The root cause is almost never the AI. It's the data layer underneath.
I see the same pattern across teams. People invest heavily in AI tooling while their metrics still live in spreadsheets, conflicting dbt models, and tribal knowledge. The result is AI agents that can't be trusted — and self-service analytics that creates more confusion than clarity.
The missing foundation is data contracts plus a semantic layer. This piece is about why that combination has become essential in the AI-agent era, and how to put it in place properly.
Why self-service and AI agents are failing
The problem is simple but painful: no single source of truth for what a metric actually means.
I've worked with companies where "active customer" had seven different definitions across teams. Revenue was calculated three different ways depending on who you asked. Churn rate changed depending on which dashboard you opened.

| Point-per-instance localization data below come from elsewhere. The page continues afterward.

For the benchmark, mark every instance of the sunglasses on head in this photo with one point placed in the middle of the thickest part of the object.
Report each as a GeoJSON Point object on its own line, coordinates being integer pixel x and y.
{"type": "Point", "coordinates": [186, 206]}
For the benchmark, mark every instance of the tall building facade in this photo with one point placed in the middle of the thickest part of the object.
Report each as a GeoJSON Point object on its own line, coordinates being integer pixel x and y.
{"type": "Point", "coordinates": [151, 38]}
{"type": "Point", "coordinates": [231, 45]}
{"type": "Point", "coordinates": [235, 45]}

This is not an unusual position. In dbt Labs's 2024 State of Analytics Engineering survey of 456 data practitioners, 57% cited data quality as one of their top obstacles — the single most common pain point in the report. Behind that headline number is the same root cause: definitions and trust drift faster than teams can hand-fix them.
When an AI agent tries to use this kind of data, it has no way to know which definition is correct. It picks one, or averages them, and gives an answer that sounds authoritative but is fundamentally wrong.
Traditional approaches — dbt tests, documentation wikis, data catalogs — help, but they don't solve the core issue. They document the problem. They don't prevent it.
Data contracts and semantic layers change this. They turn governance from a manual process into enforceable infrastructure.
What a proper data contract actually looks like
A data contract is a machine-readable agreement between data producers and consumers. It defines schema, quality expectations, SLAs, ownership, and semantics — all in version-controlled YAML.
A real production-shape example, in the spirit of the Open Data Contract Standard (now hosted by The Linux Foundation, with PayPal's original template as one of its starting points):
contracts/orders.yaml
apiVersion: v1
kind: DataContract
metadata:
name: orders
version: 2.3.0
owner: payments-team@company.com
description: "Order transactions from all sales channels"
tags: [commerce, transactions, pii]
schema:
type: object
properties:
order_id:
type: string
format: uuid
description: "Unique order identifier"
pii: false
customer_id:
type: string
description: "Customer who placed the order"
order_amount:
type: number
minimum: 0
description: "Total order value in reporting currency"
order_status:
type: string
enum: [pending, paid, shipped, cancelled, refunded]
created_at:
type: string
format: date-time
quality:
- type: freshness
threshold: 1h
severity: error
- type: row_count
minimum: 1000
window: 24h
- type: null_rate
column: customer_id
maximum: 0.01
sla:
freshness: 15m
availability: 99.5%
governance:
producer: payments-platform-team
consumers:
- analytics-team
- finance-team
- customer-success-ai-agent
change_policy: breaking-changes-require-approvalThe teams that succeed treat contracts as code. They lint them, test them in CI, and fail the pipeline if a contract is violated. The teams that fail treat contracts as documentation — they live in Confluence and are ignored in production.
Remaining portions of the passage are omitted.